Dans le territoire de Kalehe, plus précisément dans la zone de santé de Minova, les femmes bénéficiaires du projet de lutte contre la malnutrition ont organisé une séance de dégustation de champignons produits localement. Cette activité s’inscrit dans le cadre d’un projet lancé par l’Université Officielle de Bukavu (UOB) et ses partenaires depuis 2018 et qui prendra fin en 2026.
Selon Eveline Kavugo Vavutwa, agent de l’Université Officielle de Bukavu (UOB), cette initiative vise principalement la prévention de la malnutrition chez les femmes enceintes, les femmes allaitantes ainsi que les enfants issus des ménages vulnérables. « Aujourd’hui, nous sommes dans la phase de dégustation. Nous voulons tester le goût de nos champignons et montrer à la communauté que cette culture peut contribuer à prévenir la malnutrition », a-t-elle expliqué.
Elle souligne que les champignons possèdent de nombreux nutriments capables d’améliorer la santé des mères et des enfants. Pour elle, prévenir la malnutrition permet également de réduire les maladies au sein des familles.
La culture des champignons apparaît aussi comme une activité accessible aux communautés rurales. D’après elle, la production ne demande pas beaucoup de moyens financiers car le substrat utilisé provient principalement des déchets végétaux disponibles localement, notamment les résidus de bananiers, les feuilles de maïs et les herbes sèches.

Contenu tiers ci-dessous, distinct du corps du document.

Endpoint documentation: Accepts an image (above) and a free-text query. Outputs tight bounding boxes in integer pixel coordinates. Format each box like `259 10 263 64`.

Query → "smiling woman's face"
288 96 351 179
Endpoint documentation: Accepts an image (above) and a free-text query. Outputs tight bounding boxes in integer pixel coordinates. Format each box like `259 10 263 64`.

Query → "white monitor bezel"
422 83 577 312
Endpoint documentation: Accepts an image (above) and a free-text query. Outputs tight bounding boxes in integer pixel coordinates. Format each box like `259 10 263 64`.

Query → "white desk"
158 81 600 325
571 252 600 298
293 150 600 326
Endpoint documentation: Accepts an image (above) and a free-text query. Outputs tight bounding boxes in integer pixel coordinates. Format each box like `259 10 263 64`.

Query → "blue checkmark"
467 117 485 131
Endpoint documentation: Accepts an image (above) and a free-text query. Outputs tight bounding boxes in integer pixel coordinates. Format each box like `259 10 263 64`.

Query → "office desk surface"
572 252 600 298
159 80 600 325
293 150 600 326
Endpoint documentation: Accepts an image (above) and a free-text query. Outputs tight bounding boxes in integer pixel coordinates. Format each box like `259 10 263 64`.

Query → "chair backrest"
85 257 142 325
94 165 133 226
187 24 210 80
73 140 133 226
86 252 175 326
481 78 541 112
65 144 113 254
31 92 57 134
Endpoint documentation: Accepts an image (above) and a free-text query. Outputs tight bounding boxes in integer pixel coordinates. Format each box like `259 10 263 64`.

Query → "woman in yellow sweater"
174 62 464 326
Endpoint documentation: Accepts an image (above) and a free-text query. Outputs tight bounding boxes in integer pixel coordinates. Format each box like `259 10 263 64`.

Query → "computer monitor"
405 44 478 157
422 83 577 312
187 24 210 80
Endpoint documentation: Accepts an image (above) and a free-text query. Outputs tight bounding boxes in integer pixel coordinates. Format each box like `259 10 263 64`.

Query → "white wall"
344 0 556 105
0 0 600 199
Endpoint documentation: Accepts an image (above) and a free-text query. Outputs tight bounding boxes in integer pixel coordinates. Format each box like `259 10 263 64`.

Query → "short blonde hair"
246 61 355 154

« C’est un travail qui ne coûte presque rien. Avec les matières végétales que nous trouvons au marché ou dans nos champs, nous pouvons déjà produire des champignons », a-t-elle ajouté.
Les bénéficiaires du projet ont salué l’appui des partenaires qui accompagnent cette initiative, notamment la DDC, en collaboration avec la Welthungerhilfe (WHH), la FAO et l’UNICEF.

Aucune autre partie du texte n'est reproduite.